Vertigo
ANGGOTA:
FAKULTAS FARMASI
2016
I. PENDAHULUAN
A. EPIDEMOLOGI
Vertigo adalah keluhan yang sering dijumpai dalam praktek yang digambarkan
sebagai rasa berputar, pening, tak stabil (giddiness, unsteadiness) atau pusing
(dizziness). Prevalensi vertigo di Jerman, berusia 18 tahun hingga 79 tahun adalah
30%, 24% diasumsikan karena kelainan vestibuler. Penelitian di Prancis menemukan
12 bulan setelahnya prevalensi vertigo 48% (Grill et al., 2013 cit., Bissdorf, 2013).
Prevalensi di Amerika, disfungsi vestibular sekitar 35% populasi dengan umur 40
tahun ke atas (Grill et al., 2013). Pasien yang mengalami vertigo vestibular, 75%
mendapatkan gangguan vertigo perifer dan 25% mengalami vertigo sentral (Chaker et
al., 2012).
Di Indonesia angka kejadian vertigo sangat tinggi, pada tahun 2010 dari usia
40 sampai 50 tahun sekitar 50% yang merupakan keluhan nomor tiga paling sering
dikeluhkan oleh penderita yang datang ke praktek umum, setelah nyeri kepala, dan
stroke (Sumarilyah, 2010 cit., widiantoro, 2010). Umumnya vertigo ditemukan
sebesar 15% dari keseluruhan populasi dan hanya 4% 7% yang diperiksakan ke
dokter (Sumarilyah, 2010).
B. KLASIFIKASI
Vertigo adalah persepsi yang salah dari gerakan seseorang atau lingkungan sekitarnya.
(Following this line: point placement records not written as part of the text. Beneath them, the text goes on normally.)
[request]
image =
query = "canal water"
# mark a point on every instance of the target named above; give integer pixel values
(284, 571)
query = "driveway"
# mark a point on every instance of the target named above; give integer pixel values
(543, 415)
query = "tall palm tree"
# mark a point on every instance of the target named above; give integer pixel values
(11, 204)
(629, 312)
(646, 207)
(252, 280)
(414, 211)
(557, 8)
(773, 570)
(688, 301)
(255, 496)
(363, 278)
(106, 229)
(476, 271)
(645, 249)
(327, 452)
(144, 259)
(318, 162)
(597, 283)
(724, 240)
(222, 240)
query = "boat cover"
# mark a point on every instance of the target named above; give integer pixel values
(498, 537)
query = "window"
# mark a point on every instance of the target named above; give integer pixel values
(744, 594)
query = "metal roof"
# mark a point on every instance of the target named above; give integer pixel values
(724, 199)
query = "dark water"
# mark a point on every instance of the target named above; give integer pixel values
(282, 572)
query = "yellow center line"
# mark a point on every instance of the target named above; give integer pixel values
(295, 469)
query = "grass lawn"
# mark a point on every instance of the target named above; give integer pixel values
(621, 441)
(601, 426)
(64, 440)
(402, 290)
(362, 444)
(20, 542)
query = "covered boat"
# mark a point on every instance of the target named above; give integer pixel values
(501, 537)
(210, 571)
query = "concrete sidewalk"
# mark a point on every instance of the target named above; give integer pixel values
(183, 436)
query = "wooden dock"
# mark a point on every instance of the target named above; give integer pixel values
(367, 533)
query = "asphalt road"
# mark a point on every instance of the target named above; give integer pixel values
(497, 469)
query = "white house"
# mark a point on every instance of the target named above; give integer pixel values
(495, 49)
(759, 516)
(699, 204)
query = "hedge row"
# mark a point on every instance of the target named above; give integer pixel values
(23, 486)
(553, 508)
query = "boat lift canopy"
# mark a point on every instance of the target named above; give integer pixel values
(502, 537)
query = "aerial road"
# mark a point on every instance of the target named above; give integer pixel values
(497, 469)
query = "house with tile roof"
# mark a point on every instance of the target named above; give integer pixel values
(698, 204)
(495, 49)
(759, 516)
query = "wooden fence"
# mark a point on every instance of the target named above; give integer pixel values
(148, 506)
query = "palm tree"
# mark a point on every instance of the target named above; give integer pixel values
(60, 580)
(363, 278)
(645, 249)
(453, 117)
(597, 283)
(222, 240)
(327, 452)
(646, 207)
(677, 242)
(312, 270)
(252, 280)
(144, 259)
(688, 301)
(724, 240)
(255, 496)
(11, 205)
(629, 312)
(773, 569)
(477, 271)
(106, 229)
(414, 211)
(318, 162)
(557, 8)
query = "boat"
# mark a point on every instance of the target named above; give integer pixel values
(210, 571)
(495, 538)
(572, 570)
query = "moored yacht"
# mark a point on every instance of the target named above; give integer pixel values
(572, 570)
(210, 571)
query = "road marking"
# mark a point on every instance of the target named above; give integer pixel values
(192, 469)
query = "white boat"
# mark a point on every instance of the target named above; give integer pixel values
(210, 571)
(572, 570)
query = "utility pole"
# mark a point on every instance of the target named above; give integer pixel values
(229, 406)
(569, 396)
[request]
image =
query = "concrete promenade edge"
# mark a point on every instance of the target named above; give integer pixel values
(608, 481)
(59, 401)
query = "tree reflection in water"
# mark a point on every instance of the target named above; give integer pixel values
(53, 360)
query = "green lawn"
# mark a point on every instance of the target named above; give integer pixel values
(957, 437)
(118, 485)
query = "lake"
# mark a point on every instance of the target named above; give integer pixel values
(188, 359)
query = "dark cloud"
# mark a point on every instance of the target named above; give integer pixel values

Persepsi gerakan bisa berupa:
1. Vertigo vestibular adalah rasa berputar yang timbul pada gangguan vestibular.
2. Vertigo non vestibular adalah rasa goyang, melayang, mengambang yang timbul
pada gangguan sistem proprioseptif atau sistem visual
Berdasarkan letak lesinya dikenal 2 jenis vertigo vestibular, yaitu:
1. Vertigo vestibular perifer. Terjadi pada lesi di labirin dan nervus vestibularis
2. Vertigo vestibular sentral. Timbul pada lesi di nukleus vestibularis batang otak,
thalamus sampai ke korteks serebri.
C. FAKTOR RESIKO
- Motion sickness (mabuk darat, mabuk laut)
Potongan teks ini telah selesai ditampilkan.